Desired result: Maximum and Minimum Longitude and Latitude degrees that are "distance of travel" from starting point.

Code below:

Attempt 1: Use "close enough" constants:

function(longitude, latitude, travelRadius, next){
var milesPerDegreeOfLongitude = 69.172;
var milesPerDegreeOfLatitude = 69.2;
var location = { longitude : longitude, latitude : latitude };

var longitudeDelta = (travelRadius / milesPerDegreeOfLongitude); 
location.maxLongitude = longitude + longitudeDelta;
location.minLongitude = longitude - longitudeDelta;

var latitudeDelta = (travelRadius / milesPerDegreeOfLatitude);
location.maxLatitude = latitude + latitudeDelta;
location.minLatiude = latitude - latitudeDelta;

next(location);
}

^ This yields very close latitude, for a distance of 5 miles. But longitude for the same is about 3.93 miles as measured by google maps, too high of a variance.

Attempt 2: One radian is the angle for a line 3,958.761 miles long (the Earth's radius) therefore the angle for a line X miles long is X/3,958.761 radians.

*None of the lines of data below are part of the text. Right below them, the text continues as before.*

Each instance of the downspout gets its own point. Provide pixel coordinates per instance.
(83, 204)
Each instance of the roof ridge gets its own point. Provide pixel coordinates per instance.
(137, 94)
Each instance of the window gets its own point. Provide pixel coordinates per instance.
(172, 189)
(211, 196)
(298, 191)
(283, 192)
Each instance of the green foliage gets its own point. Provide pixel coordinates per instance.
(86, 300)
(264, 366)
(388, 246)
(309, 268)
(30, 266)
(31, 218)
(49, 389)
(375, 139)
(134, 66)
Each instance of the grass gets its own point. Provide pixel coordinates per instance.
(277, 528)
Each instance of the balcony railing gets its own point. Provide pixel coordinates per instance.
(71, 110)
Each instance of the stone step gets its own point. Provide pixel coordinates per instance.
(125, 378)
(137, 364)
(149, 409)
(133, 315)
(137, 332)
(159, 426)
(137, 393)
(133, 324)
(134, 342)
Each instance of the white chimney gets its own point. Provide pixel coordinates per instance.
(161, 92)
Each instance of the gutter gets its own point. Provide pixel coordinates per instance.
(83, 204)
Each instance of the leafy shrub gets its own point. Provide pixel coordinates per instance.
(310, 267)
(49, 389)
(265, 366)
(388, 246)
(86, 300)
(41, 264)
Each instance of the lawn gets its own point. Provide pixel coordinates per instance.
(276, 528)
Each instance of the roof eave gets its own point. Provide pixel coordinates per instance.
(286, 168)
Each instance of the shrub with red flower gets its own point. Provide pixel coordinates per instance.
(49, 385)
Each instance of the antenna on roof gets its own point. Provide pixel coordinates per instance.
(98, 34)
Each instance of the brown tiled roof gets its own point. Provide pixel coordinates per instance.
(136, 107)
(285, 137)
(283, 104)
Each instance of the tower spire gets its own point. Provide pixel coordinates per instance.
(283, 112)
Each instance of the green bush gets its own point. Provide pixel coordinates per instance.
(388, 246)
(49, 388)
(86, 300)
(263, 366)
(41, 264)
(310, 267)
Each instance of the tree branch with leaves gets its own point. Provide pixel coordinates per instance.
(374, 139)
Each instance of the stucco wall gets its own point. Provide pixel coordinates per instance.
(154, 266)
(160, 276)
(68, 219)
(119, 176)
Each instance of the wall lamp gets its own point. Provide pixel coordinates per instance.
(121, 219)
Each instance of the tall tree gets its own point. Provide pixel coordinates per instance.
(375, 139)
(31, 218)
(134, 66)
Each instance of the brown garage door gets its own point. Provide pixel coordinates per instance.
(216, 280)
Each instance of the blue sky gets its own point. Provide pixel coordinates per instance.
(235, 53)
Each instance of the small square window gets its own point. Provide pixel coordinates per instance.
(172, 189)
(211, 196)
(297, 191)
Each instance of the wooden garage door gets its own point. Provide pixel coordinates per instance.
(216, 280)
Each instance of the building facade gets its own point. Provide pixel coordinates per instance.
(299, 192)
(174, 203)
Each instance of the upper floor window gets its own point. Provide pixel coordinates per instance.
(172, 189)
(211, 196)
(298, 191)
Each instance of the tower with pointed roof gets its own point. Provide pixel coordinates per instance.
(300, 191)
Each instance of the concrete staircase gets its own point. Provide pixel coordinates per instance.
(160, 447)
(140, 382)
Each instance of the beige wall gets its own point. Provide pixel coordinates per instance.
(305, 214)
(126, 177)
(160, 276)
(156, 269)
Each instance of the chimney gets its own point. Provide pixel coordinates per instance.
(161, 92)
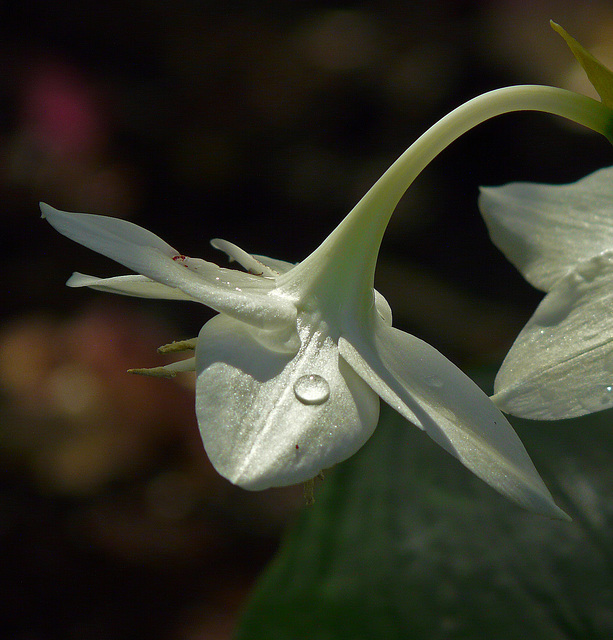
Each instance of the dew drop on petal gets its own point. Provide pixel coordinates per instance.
(312, 389)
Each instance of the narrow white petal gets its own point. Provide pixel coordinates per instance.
(561, 364)
(136, 286)
(546, 230)
(256, 430)
(455, 413)
(240, 295)
(247, 261)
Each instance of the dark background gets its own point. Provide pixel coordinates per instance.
(262, 123)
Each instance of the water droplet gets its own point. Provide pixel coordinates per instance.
(312, 389)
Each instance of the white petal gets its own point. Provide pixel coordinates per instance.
(255, 429)
(136, 286)
(247, 261)
(561, 364)
(546, 230)
(280, 266)
(240, 295)
(455, 413)
(168, 370)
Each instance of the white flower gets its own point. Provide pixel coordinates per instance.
(561, 239)
(289, 374)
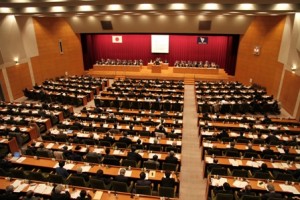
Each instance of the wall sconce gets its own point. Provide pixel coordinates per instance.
(256, 50)
(16, 61)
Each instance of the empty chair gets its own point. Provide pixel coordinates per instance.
(170, 167)
(55, 178)
(98, 184)
(166, 192)
(121, 186)
(147, 190)
(76, 181)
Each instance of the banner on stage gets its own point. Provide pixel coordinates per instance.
(202, 40)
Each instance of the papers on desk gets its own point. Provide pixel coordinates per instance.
(218, 182)
(75, 194)
(240, 184)
(20, 160)
(118, 152)
(98, 195)
(3, 140)
(152, 154)
(209, 160)
(210, 145)
(280, 150)
(252, 164)
(235, 163)
(98, 150)
(289, 188)
(85, 168)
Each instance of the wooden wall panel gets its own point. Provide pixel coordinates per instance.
(19, 78)
(289, 92)
(4, 88)
(50, 63)
(264, 69)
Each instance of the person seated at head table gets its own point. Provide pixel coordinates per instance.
(59, 193)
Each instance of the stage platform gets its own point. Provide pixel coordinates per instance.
(153, 72)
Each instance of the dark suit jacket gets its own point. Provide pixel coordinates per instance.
(62, 171)
(121, 178)
(167, 182)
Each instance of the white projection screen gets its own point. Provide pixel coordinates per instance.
(159, 43)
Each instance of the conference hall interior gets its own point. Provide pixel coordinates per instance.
(150, 99)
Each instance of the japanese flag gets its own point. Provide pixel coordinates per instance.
(117, 39)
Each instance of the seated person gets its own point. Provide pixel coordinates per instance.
(133, 155)
(121, 177)
(59, 193)
(60, 170)
(142, 181)
(79, 173)
(125, 139)
(167, 181)
(84, 195)
(171, 158)
(225, 189)
(100, 176)
(246, 191)
(271, 193)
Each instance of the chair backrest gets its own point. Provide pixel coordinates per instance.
(150, 165)
(147, 190)
(77, 181)
(98, 184)
(128, 163)
(119, 186)
(222, 196)
(169, 166)
(166, 192)
(55, 178)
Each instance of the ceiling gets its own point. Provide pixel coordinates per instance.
(150, 7)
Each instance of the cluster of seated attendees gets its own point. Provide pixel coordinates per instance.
(200, 64)
(233, 97)
(149, 98)
(67, 92)
(245, 151)
(136, 62)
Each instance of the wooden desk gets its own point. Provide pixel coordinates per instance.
(74, 191)
(12, 144)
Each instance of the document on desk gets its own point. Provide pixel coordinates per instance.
(21, 187)
(240, 184)
(289, 188)
(20, 160)
(98, 195)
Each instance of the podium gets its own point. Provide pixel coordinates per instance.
(156, 69)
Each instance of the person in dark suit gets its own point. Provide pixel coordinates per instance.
(167, 181)
(125, 139)
(82, 174)
(134, 155)
(61, 170)
(121, 177)
(84, 195)
(271, 193)
(142, 181)
(9, 193)
(59, 193)
(171, 158)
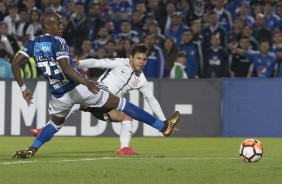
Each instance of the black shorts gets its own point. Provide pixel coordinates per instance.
(99, 113)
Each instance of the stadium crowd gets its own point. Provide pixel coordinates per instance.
(187, 38)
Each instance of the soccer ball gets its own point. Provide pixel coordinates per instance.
(251, 150)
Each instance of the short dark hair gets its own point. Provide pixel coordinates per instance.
(181, 54)
(139, 48)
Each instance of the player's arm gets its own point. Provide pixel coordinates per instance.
(16, 68)
(153, 102)
(71, 73)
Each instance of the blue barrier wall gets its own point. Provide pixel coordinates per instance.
(252, 108)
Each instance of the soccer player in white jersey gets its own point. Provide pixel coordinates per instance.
(68, 87)
(121, 76)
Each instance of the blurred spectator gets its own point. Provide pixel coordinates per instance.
(5, 69)
(95, 22)
(178, 69)
(8, 40)
(44, 5)
(197, 8)
(4, 54)
(257, 8)
(260, 31)
(176, 28)
(111, 49)
(169, 51)
(30, 5)
(125, 50)
(97, 72)
(271, 20)
(141, 7)
(105, 10)
(244, 14)
(122, 10)
(102, 38)
(165, 21)
(224, 16)
(69, 9)
(137, 22)
(86, 49)
(111, 28)
(192, 55)
(234, 6)
(23, 30)
(264, 62)
(198, 41)
(216, 60)
(235, 34)
(240, 64)
(12, 18)
(155, 64)
(77, 28)
(155, 8)
(35, 23)
(55, 6)
(127, 32)
(184, 7)
(279, 12)
(3, 11)
(212, 29)
(154, 29)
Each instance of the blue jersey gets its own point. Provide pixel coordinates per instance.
(46, 50)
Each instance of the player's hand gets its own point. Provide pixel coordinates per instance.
(175, 129)
(27, 96)
(76, 62)
(93, 87)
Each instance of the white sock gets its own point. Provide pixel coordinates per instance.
(125, 133)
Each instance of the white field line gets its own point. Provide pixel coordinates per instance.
(110, 158)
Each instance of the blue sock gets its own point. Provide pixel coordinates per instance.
(139, 114)
(45, 135)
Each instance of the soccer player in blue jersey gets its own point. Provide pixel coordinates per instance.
(68, 87)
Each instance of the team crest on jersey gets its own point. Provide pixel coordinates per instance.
(135, 82)
(43, 48)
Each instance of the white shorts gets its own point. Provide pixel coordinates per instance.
(79, 95)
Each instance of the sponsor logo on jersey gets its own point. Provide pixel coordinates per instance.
(43, 48)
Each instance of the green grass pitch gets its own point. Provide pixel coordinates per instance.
(162, 160)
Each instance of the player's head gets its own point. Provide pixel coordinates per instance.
(138, 56)
(51, 23)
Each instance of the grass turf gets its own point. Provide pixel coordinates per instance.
(162, 160)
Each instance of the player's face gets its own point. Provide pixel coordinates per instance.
(138, 61)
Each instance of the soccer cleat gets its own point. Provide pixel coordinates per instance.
(24, 153)
(126, 151)
(35, 132)
(170, 124)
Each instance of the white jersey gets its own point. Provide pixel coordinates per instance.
(120, 78)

 function(longitude, latitude, travelRadius, next){
 var radiusOfEarth = 3959.761;
 //... omitting latitude ...
 var distanceInRadians = (travelRadius / radiusOfEarth);
 var degrees = (180 / Math.PI) * distanceInRadians;
 location.maxLongitude = longitude + degrees;
 location.minLongitude = longitude - degrees;
 next(location)
 }

^ And again I end up with about 3.93 miles on longitude distance. What could I do to get this right or at least within .5 miles of error?

Edit: attempt 3 using Mbo's suggestion:

var latitude = 37.7118042;
var longitude = -122.4458397;
var travelradius = 5;

function(latitude, longitude, travelRadius){

var milesPerDegreeOfLatitude = 69.172;
var milesPerDegreeOfLongitude = 69.172 * Math.cos(latitude)
var location = { longitude : longitude, latitude : latitude };

var latitudeDelta = (travelRadius / milesPerDegreeOfLatitude);
location.maxLatitude = latitude + latitudeDelta;
location.minLatiude = latitude - latitudeDelta;

var longitudeDelta = (travelRadius / milesPerDegreeOfLongitude); 
location.maxLongitude = longitude + longitudeDelta;
location.minLongitude = longitude - longitudeDelta;

return location;   
}

Outputs:

{ 
longitude: -122.4458397,                                                                                                                          
latitude: 37.7118042,                                                                                                                             
maxLongitude: -122.37355611704736,                                                                                                                
minLongitude: -122.51812328295263,                                                                                                                
maxLatitude: 37.784058535260115,                                                                                                                  
minLatiude: 37.63954986473989 
} 

Where Max longitude is ~3.85 miles from starting position. Still off, expecting something like: -122.3515 which is ~5 miles

1
Please specify the problem better - what is given and what you want to find?MBo
Added what is given and what is desired result.Eric H

1 Answers

1
votes

milesPerDegreeOfLongitude is not constant value!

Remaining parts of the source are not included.